Acórdão nº 50020625720188213001 Tribunal de Justiça do Estado do Rio Grande do Sul, Décima Terceira Câmara Cível, 31-03-2022

Data de Julgamento31 Março 2022
Tribunal de OrigemTribunal de Justiça do RS
Classe processualApelação
Número do processo50020625720188213001
Tipo de documentoAcórdão
ÓrgãoDécima Terceira Câmara Cível

PODER JUDICIÁRIO

Documento:20001725602
Poder Judiciário
Tribunal de Justiça do Estado do Rio Grande do Sul

13ª Câmara Cível

Avenida Borges de Medeiros, 1565 - Porto Alegre/RS - CEP 90110-906

Apelação Cível Nº 5002062-57.2018.8.21.3001/RS

TIPO DE AÇÃO: Alienação fiduciária

RELATOR: Desembargador ANDRE LUIZ PLANELLA VILLARINHO

APELANTE: ANA CRISTINA PINHO E SILVA (AUTOR)

APELADO: AYMORE CREDITO, FINANCIAMENTO E INVESTIMENTO S.A. (RÉU)

RELATÓRIO

Trata-se de apelação interposta por ANA CRISTINA PINHO E SILVA contra a sentença proferida pelo Juízo do Projeto de Gestão e Racionalização das Ações de Massa I da Comarca de Porto Alegre, que julgou improcedente a ação revisional ajuizada pela ora recorrente em desfavor AYMORÉ CRÉDITO, FINANCIAMENTO E INVESTIMENTO S.A., condenando-a ao pagamento dos consectários da sucumbência, cuja exigibilidade restou suspensa, em face da gratuidade judiciária concedida.

A autora ajuizou a presente demanda pretendendo, com base nas disposições do Código de Defesa do Consumidor, a revisão do contrato de financiamento bancário (cédula de crédito nº 322995604), firmado pelas partes litigantes em 29.08.2016 (evento 4, doc. 1), sustentando restar caracterizada abusividade nos encargos cobrados pela instituição financeira.

Indeferido o pedido de tutela antecipada (evento 4, doc.1), da decisão, a autora agravou, tendo sido negado provimento ao recurso, conforme acórdão de minha relatoria (agravo de instrumento nº 70076850528 - evento 4. doc. 3).

Citada, a financeira apresentou contestação (evento 4, docs. 2 e 3).

Indeferido o pedido de gratuidade judiciaria (evento 2, doc. 3), da decisão, a autora agravou, tendo sido provido o recurso para conceder a benesse, conforme acórdão (agravo de instrumento nº 70081967093 - evento 4, doc. 3).

Sobreveio sentença julgando improcedente o pedido revisional e condenando a autora ao pagamento das custas processuais e de honorários advocatícios ao procurador da instituição financeira, fixados em R$ 1.000,00; suspensa a exigibilidade dos encargos sucumbenciais, tendo em vista a gratuidade judiciária concedida (evento 4, docs. 3 e 4).

Inconformada, a autora recorreu (evento 4, doc. 4).

Em suas razões, a apelante reedita a tese de abusividade dos encargos contratados.
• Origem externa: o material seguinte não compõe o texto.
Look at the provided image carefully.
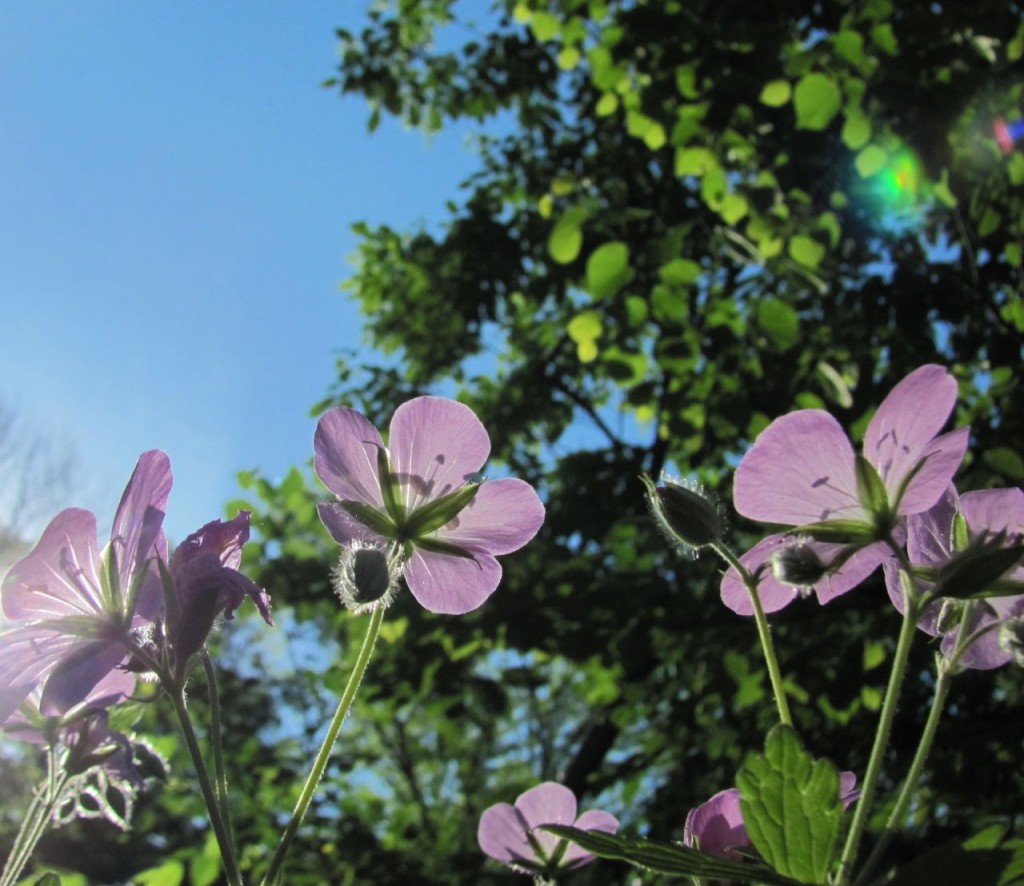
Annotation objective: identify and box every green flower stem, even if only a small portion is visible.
[836,595,920,884]
[0,762,67,886]
[202,649,237,854]
[262,607,384,886]
[172,680,242,886]
[712,544,793,726]
[857,665,953,883]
Afirma que a taxa de juros remuneratórios deve ser limitada à média de mercado regulada pelo BACEN, pena de restar caracterizada vantagem excessiva da instituição financeira. Insurge-se, ainda, quanto à capitalização dos juros, requerendo que seja vedada em qualquer periodicidade, já que não foi expressamente pactuada, bem como quanto à cobrança de comissão de permanência e da tarifa de cadastro. Em face da revisão, postula a compensação de valores e/ou a repetição do indébito e defende a descaracterização da mora. Em sede de tutela antecipada, requer que seja obstada a inscrição do seu nome nos cadastros restritivos ao crédito, bem como a manutenção na posse do veículo dado em garantia contratual. Nesses termos, requer o provimento do recurso, com a reforma da sentença e o redimensionamento da sucumbência.

Regularmente intimada a instituição financeira, que apresentou contrarrazões (evento 4, docs. 4 e 5).
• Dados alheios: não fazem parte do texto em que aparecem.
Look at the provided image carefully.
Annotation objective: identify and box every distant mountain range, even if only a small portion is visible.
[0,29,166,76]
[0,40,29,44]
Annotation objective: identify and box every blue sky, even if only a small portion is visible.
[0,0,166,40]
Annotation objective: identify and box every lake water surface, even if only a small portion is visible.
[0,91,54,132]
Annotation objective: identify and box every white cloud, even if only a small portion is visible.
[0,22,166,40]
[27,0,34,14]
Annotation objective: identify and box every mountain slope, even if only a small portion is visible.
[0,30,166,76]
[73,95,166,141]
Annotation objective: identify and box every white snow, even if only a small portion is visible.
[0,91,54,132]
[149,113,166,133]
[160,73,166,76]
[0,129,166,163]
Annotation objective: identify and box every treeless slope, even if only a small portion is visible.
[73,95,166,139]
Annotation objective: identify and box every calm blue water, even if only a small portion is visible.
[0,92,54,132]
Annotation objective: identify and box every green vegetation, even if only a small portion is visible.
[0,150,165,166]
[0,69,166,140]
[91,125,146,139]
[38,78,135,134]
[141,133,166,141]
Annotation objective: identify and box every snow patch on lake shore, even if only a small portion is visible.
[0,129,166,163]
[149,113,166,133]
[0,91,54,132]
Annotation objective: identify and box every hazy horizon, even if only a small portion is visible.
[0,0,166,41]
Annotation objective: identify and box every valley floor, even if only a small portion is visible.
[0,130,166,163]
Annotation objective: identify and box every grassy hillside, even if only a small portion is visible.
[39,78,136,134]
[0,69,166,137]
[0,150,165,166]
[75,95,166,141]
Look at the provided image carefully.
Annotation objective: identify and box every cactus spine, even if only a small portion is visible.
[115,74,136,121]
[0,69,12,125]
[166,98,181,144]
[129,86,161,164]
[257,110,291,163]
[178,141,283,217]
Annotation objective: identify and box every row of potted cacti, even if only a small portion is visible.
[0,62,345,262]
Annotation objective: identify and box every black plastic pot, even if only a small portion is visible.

Os autos foram remetidos a este Tribunal (evento 4.doc. 5).

É orelatório.

VOTO

Cuida-se de apelação interposta por ANA CRISTINA PINHO E SILVA contra a sentença proferida pelo Juízo do Projeto de Gestão e Racionalização das Ações de Massa I da Comarca de Porto Alegre, que julgou improcedente a ação revisional ajuizada pela ora recorrente em desfavor AYMORÉ CRÉDITO, FINANCIAMENTO E INVESTIMENTO S.A., condenando-a ao pagamento dos consectários da sucumbência, cuja exigibilidade restou suspensa, em face da gratuidade judiciária concedida.
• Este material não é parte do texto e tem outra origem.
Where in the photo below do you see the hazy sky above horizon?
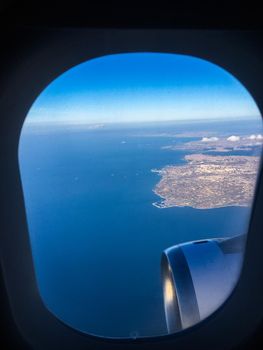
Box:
[26,53,260,124]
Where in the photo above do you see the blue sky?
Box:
[26,53,260,124]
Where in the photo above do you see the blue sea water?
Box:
[19,121,261,337]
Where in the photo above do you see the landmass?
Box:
[163,134,263,152]
[152,154,259,209]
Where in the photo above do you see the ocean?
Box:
[19,121,262,337]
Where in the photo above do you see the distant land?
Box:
[152,134,263,209]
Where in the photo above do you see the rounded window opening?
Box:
[19,53,263,338]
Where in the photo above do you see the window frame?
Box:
[0,28,263,350]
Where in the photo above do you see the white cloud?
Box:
[227,135,240,142]
[247,134,263,140]
[201,137,219,142]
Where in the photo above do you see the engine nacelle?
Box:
[161,235,245,333]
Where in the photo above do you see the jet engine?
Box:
[161,235,245,333]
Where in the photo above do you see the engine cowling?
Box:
[161,235,245,333]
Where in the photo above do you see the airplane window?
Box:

A autora ajuizou a presente demanda pretendendo, com base nas disposições do Código de Defesa do Consumidor, a revisão do contrato de financiamento bancário (cédula de crédito nº 322995604), firmado pelas partes litigantes em 29.08.2016 (evento 4, doc. 1), sustentando restar caracterizada abusividade nos encargos cobrados pela instituição financeira, especificamente no que concerne à taxa de juros remuneratórios, capitalização, cobrança de comissão de permanência e de tarifas administrativas atreladas à outorga do financiamento. Advogou pela descaracterização da mora e pela compensação de valores e/ou repetição do indébito. Em sede de tutela antecipada, requereu que fosse obstada a inscrição de seu nome em cadastros de órgãos restritivos ao crédito e a manutenção na posse do veículo dado em garantia contratual, além de requerer que fosse autorizado o depósito em juízo das parcelas pelo valor reputado incontroverso (R$ 544,70).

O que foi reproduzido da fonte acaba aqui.